Une armoire peut être visitée jusqu’à 70 fois dans une journée

« Le problème, c’est que le propriétaire de l’infrastructure n’est pas maître chez lui, résume Rachid Adda, directeur de Val-d’Oise numérique. Quand vous demandez le gaz, c’est l’opérateur du réseau qui intervient. » Dans le cas de la fibre, c’est un des sous-traitants du fournisseur d’accès à Internet qui se déplace, sachant que la sous-traitance peut s’étendre parfois jusqu’à cinq niveaux. Les problèmes sont peut-être exacerbés à Argenteuil en raison du nombre de foyers éligibles et de la présence des quatre opérateurs commerciaux, ce qui fait quatre fois plus de passage sur les armoires de rue quand dans une ville où il n’y en a qu’un. Certaines armoires de rues recevraient la visite de 70 techniciens en une journée.
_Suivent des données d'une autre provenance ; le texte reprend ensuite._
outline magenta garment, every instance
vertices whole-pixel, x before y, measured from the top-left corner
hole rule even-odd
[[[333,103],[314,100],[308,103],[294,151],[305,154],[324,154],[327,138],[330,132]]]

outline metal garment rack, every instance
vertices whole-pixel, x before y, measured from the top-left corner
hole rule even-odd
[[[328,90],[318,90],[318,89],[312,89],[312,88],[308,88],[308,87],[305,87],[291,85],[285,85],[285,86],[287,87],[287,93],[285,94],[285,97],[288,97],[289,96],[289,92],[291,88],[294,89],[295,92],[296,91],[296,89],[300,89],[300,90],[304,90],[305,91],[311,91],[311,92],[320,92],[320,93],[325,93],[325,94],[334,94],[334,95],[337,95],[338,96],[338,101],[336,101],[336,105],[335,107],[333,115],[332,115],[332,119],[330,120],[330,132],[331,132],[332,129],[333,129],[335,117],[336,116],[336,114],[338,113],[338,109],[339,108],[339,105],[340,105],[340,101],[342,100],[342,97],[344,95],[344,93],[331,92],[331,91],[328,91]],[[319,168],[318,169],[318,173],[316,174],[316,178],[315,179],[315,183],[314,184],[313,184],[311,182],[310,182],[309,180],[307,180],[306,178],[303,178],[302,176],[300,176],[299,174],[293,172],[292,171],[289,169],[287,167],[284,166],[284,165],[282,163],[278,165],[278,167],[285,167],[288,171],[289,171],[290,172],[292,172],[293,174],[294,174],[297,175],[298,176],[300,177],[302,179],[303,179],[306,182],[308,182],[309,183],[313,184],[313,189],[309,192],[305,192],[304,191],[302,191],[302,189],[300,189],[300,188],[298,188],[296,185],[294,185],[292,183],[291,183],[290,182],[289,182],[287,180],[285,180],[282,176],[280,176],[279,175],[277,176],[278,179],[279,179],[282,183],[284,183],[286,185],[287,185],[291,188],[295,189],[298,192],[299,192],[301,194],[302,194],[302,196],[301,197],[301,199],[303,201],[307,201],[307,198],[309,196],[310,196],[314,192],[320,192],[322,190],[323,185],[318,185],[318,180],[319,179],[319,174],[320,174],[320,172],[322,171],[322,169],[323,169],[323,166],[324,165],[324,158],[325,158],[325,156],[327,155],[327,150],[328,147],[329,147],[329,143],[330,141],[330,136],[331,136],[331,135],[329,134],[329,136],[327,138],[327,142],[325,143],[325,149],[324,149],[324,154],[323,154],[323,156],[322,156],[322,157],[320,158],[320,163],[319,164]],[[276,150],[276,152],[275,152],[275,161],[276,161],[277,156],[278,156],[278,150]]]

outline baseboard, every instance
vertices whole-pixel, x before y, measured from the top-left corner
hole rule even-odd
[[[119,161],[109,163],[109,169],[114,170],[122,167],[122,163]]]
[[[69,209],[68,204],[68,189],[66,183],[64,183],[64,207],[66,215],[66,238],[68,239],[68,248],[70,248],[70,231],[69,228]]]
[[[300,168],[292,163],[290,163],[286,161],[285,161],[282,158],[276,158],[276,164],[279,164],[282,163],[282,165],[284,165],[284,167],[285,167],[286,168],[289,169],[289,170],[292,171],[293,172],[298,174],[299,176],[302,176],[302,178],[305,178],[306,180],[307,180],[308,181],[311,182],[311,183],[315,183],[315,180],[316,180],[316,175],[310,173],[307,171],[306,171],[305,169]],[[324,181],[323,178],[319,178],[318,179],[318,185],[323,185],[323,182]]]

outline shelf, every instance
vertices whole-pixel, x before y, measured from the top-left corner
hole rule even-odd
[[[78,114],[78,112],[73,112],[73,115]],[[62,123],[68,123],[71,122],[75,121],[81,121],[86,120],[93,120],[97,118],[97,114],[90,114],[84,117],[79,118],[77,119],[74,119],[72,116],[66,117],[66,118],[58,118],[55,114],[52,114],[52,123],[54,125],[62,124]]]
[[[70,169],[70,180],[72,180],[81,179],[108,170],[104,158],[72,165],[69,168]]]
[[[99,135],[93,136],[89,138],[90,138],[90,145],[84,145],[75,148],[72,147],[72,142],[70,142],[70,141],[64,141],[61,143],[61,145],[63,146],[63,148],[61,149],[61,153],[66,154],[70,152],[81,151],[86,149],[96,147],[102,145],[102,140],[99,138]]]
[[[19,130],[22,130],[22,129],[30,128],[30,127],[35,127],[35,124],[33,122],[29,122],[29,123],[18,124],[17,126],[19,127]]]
« Il n’y a pas de visibilité sur qui intervient. Comme ce n’est pas leur infrastructure, il y a des négligences. Il y a un empilement de sous-traitants, donc une fragmentation de la responsabilité », explique Rachid Adda. Dans les groupes de travail mis en place par l’Arcep, (NDLR : autorité de régulation des communications électroniques et des Postes) les choses commencent à bouger. « Il y a des opérateurs qui se sont engagés à ne plus recourir à des autoentrepreneurs et à réduire le nombre de rangs de sous-traitance à deux. » Pour aller plus loin, la députée (DVG) Fiona Lazaar, qui interpelle régulièrement l’Arcep et les opérateurs, envisage de déposer en amendement à la loi de décentralisation « 3D » pour réformer le mode STOC.
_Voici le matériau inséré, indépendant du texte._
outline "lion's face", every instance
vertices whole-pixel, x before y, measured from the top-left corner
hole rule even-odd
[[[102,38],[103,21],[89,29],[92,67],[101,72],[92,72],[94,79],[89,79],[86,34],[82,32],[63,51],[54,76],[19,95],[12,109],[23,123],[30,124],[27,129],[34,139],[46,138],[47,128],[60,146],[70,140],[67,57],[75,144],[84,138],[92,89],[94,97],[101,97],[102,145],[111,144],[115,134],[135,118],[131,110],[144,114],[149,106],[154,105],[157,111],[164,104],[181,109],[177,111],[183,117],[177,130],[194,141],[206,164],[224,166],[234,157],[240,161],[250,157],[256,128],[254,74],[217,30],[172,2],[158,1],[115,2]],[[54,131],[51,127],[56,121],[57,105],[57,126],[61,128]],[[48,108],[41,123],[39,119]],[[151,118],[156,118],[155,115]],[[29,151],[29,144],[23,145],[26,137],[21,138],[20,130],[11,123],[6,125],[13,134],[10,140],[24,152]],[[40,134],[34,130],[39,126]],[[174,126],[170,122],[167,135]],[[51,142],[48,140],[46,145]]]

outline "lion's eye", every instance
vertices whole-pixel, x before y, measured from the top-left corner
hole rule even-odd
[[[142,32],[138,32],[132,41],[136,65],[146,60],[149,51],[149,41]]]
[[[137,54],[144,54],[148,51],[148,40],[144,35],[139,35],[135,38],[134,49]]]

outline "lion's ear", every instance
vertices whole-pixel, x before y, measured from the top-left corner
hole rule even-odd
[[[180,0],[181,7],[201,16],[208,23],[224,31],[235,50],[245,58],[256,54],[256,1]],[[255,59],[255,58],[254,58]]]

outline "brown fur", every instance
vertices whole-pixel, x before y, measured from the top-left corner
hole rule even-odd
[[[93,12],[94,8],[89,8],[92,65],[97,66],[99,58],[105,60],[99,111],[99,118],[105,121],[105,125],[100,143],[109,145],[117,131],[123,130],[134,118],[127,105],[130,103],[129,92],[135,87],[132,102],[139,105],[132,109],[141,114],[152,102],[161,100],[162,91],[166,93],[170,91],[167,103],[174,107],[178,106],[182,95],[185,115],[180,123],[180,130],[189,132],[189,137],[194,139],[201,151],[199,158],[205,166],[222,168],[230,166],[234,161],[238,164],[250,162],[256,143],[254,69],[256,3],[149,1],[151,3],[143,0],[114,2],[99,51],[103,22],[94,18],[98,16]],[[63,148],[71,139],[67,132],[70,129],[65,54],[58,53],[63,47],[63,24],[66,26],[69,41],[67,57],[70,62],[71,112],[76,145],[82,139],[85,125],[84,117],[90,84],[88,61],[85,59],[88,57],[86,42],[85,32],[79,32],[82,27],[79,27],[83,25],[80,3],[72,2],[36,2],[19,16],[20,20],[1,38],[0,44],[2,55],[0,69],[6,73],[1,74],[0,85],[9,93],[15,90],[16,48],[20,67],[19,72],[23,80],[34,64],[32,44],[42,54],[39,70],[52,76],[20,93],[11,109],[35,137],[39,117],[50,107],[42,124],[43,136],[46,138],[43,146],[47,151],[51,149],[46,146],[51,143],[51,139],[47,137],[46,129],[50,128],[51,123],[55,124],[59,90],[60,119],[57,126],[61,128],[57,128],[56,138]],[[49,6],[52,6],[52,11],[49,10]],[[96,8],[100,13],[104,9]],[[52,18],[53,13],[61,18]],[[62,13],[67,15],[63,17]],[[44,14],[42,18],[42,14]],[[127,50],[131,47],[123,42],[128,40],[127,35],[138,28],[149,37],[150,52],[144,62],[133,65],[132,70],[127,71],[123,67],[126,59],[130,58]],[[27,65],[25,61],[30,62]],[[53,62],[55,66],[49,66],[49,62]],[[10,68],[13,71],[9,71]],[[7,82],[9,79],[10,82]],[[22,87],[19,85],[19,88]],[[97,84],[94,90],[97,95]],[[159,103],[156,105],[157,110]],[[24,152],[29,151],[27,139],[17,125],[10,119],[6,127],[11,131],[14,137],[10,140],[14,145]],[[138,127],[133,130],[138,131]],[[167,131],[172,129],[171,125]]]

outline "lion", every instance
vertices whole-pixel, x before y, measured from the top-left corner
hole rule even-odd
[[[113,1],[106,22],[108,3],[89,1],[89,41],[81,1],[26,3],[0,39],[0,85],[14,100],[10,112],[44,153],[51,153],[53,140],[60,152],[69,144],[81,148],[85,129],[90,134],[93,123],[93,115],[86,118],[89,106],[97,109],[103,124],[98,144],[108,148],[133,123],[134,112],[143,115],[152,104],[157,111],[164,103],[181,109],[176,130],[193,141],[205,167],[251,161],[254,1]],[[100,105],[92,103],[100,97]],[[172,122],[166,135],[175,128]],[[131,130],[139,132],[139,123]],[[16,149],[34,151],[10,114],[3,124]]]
À Argenteuil, XP fibre a mis en place une expérimentation baptisée « le PM du futur ». Le PM désigne le « point de mutualisation », c’est-à-dire les armoires de rue et les locaux techniques où se fait le raccordement au réseau. La partie de gauche, qui concerne les opérateurs commerciaux, est déjà précâblée à la partie de droite qui correspond à celle d’XP fibre. « C’est au niveau des deux que beaucoup d’incidents se concentrent », souligne Jean-Claude Brier, délégué régional Altice France.
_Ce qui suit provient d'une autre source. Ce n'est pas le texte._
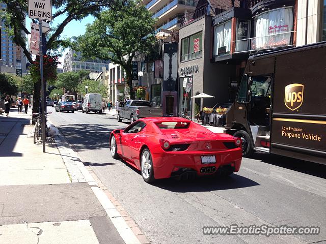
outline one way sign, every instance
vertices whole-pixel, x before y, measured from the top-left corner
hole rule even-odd
[[[30,18],[52,20],[51,0],[28,0],[28,2]]]

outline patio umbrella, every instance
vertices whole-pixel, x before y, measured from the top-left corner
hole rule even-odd
[[[192,98],[214,98],[213,96],[210,96],[206,94],[206,93],[201,93],[198,95],[192,97]]]

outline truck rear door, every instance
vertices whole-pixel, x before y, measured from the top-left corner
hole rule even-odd
[[[323,44],[276,57],[271,152],[326,164],[325,56]]]

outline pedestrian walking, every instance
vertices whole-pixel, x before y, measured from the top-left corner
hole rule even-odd
[[[5,113],[7,114],[6,116],[9,116],[9,111],[10,111],[10,106],[11,106],[11,99],[9,95],[7,95],[7,98],[5,99]]]
[[[116,107],[117,108],[117,114],[118,114],[118,109],[119,108],[119,104],[120,103],[119,102],[119,101],[117,100],[117,102],[116,102]]]
[[[27,113],[27,110],[29,109],[29,105],[30,104],[30,100],[29,100],[26,97],[25,97],[24,100],[22,100],[22,103],[24,104],[24,107],[25,108],[25,113]]]
[[[22,101],[21,101],[21,98],[20,97],[18,98],[18,100],[17,100],[16,104],[17,104],[17,106],[18,107],[18,113],[21,113],[21,108],[22,107]]]

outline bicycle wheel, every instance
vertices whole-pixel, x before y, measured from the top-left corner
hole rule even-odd
[[[36,122],[35,123],[35,126],[34,126],[34,144],[36,144],[36,142],[38,139],[38,134],[40,130],[40,123],[39,122],[39,120],[37,119]]]

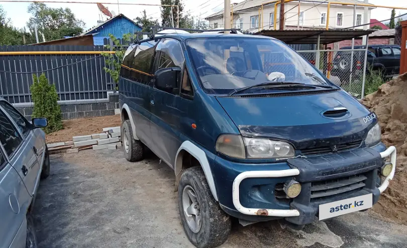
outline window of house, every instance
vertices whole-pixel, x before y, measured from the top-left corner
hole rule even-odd
[[[270,13],[270,26],[274,25],[274,13]]]
[[[259,15],[250,17],[250,28],[259,27]]]
[[[189,79],[188,74],[188,69],[186,67],[184,69],[184,74],[182,75],[182,84],[181,87],[181,93],[188,96],[193,96],[193,88]]]
[[[321,25],[327,25],[327,13],[326,12],[322,12],[321,14]]]
[[[241,30],[243,30],[243,18],[239,18],[238,19],[237,24],[236,25],[236,28],[238,29],[240,29]]]
[[[299,25],[302,25],[304,24],[304,16],[305,16],[305,13],[304,12],[300,12],[299,13]]]
[[[31,127],[31,124],[28,122],[27,119],[9,103],[0,101],[0,106],[3,107],[5,111],[9,114],[12,119],[16,123],[17,127],[20,129],[21,133],[27,137],[27,134],[30,132]]]
[[[17,130],[4,113],[0,111],[0,142],[9,157],[23,142]]]
[[[356,15],[356,26],[362,25],[362,14]]]
[[[343,25],[343,13],[336,14],[336,26],[341,27]]]
[[[393,48],[393,53],[394,55],[400,55],[401,54],[401,50],[398,48]]]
Mise en demeure des opérateurs en cas de connexions non conformes

Commencée en juillet, la transformation des armoires de rue est encore en cours (Neuilly-sur-Marne (77) fait l’objet de la même expérimentation depuis décembre), mais d’ores et déjà, XP fibre a pu observer que les nouvelles règles de câblage n’étaient pas toujours respectées. « L’autre point essentiel, c’est qu’on a mis en place un audit régulier », indique Jean-Claude Brier. Entre une et trois fois par semaine, chaque armoire de rues qui a été recâblée est inspectée par un technicien qui relève toutes les connexions non conformes. « Aussitôt qu’on en voit une, une mise en demeure est envoyée à l’opérateur commercial », précise-t-il. Si ce dernier ne rectifie pas le câblage, XP fibre réalise l’opération et lui envoie la facture. « Dans les villes concernées, le taux d’incident a été divisé par deux ou trois », assure-t-il. L’opération n’étant pas achevée, il est encore trop tôt pour faire un bilan, mais en attendant le collectif Internet pour tous qui regroupe les usagers d’Argenteuil qui rencontre des problèmes, déclare recevoir encore beaucoup de plaintes.